Partition Magic is a popular tool for creating and manipulating drives and partitions. However, Partition Magic also allows you to get around basic DOS limitations, which can result in unexpected problems. For example, you can use Partition Magic to create multiple primary partitions on a DOS-based (or Win9x/Me) computer. However, when you boot into the operating system, only one of the primary partitions will appear, in spite of the fact that the drive letter appeared in the Partition Magic application.
The reason for this is that DOS only recognizes a single primary partition. All other partitions must be logical drives in an Extended Partition. The solution to this is to use Partition Magic to change the drive type to Extended, and then create logical drives inside the Extended Partition.
The most vexing disappearing drive problems you’ll run into are the result of BIOS issues. Most BIOS vendors allow new drives to be detected and installed automatically. However, some vendors require that you enable the drive in the BIOS manually before you can use a new drive. Many of the popular Dell computers, such as the Precision and Dimension lines, ship with a BIOS that requires you to manually configure it in order for the drive to appear to the operating system.
Figure C shows an example BIOS configuration display. If the drive is configured as [None], the drive may not be detected. To make the drive appear to the system, you must configure the setting to Auto, or to a user-defined drive parameter. The Auto setting will work for virtually all systems created in the last 2-3 years.

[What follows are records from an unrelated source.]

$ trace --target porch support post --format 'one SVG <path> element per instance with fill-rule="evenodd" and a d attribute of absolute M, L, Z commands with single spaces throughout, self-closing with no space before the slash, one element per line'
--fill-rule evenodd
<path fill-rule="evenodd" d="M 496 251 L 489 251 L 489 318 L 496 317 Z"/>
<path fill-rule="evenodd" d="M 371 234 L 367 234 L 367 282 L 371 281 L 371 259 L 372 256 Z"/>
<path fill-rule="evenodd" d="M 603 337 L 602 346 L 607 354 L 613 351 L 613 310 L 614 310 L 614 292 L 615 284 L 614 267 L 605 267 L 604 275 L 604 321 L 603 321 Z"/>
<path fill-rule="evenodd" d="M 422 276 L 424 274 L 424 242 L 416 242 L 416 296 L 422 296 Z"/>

|Configuring the BIOS to recognize a drive|
Hot-swappable floppy drive
If you are working with a Windows Me machine, you might find that floppy drives mysteriously disappear. This happens when you use an external floppy drive that isn’t connected when the computer is turned on or while the computer is attached to a docking station. Check out Q271233 in the Microsoft database for details on a solution to this problem.
DOS LASTDRV entry in config.sys
If you are still supporting computers running MS-DOS, you need to be aware of the LASTDRV directive in the config.sys file, which instructs DOS to limit the number of drive letters based on the LASTDRV entry. If this setting is something like LASTDRV=E (which allows only three hard disk partitions, because A and B are reserved for floppy drives) and you create a fourth drive on the machine, the operating system will not assign a drive letter to that new partition or logical drive This problem doesn’t affect newer Windows operating systems, but it could wreak havoc with your DOS systems (including Windows 3.x running on DOS).
Missing drive letters are often due to hardware errors, and general troubleshooting procedures dictate that you start at the physical layer and seek these out first. If you can’t identify a hardware error, however, there are also some common software configuration problems that could be the culprit. Taking a methodical approach to troubleshooting missing drives should ensure that you will find the cause of the problem quickly and solve it in no time.